This is the mail archive of the
libc-alpha@sourceware.org
mailing list for the glibc project.
Re: PATCH: Optimized memset for x86-64
- From: "H.J. Lu" <hjl at lucon dot org>
- To: "Jagasia, Harsha" <harsha dot jagasia at amd dot com>
- Cc: libc-alpha at sourceware dot org, drepper at redhat dot com
- Date: Mon, 26 Nov 2007 15:25:33 -0800
- Subject: Re: PATCH: Optimized memset for x86-64
- References: <D5B24B5251882048AD03DDFA431BB790012F0504@SAUSEXMB3.amd.com>
On Mon, Nov 26, 2007 at 03:15:54PM -0600, Jagasia, Harsha wrote:
> Hi,
>
> I have tested the memset posted by H.J on AMD's K8 processor. The graph
> is attached. The baseline is the original routine in glibc.

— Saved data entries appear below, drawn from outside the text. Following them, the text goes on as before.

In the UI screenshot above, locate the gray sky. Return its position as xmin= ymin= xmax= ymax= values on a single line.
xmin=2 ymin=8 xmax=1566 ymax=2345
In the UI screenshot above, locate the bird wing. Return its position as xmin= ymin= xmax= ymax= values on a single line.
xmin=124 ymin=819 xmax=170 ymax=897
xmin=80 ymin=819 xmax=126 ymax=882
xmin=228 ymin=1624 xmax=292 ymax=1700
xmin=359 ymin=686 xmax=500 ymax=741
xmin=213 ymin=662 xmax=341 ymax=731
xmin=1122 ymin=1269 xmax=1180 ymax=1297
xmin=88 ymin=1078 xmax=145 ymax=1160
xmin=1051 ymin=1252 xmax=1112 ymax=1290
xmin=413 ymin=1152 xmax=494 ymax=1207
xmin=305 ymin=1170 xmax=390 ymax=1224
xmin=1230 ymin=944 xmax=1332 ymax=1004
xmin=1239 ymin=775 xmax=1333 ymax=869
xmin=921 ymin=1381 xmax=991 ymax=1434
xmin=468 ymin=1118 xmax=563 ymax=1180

The
> performance of H.J's memset is plotted as a percentage of the
> performance of the original memset.
>
> Here are some of the key observations:
>
> - For small blocks (upto 115 bytes), H.J's memset is at par with the
> original memset.
>
Can you clarify what you meant by "at par"? Up to 100byte, the new one
is much faster, up to 50%.
> - For medium block sizes (between 116 and the largest cache size), there
> are several misaligned and aligned blocks that under perform the
> original memset by 10% to 20%.
>
> I plan to investigate why medium blocks perform poorly and will report
> on this soon.
>
> - For very large block sizes (larger than largest cache size), the
> performance is at par. The relative improvement seen between 128KB and
> 512KB is because the original memset is under utilizing the cache by
> doing streaming stores too early.
>
> As is, H.J's routine hurts performance significantly on K8 for medium
> blocks. I also plan to post results on the AMD Barcelona processor soon.
> I plan to fix the issues pointed out by Ulrich in AMD's previous
> submission and add an AMD path that addresses the performance issues
> noted above.
We are investigate misaligned and medium blocks. We can compare
performance later.
H.J.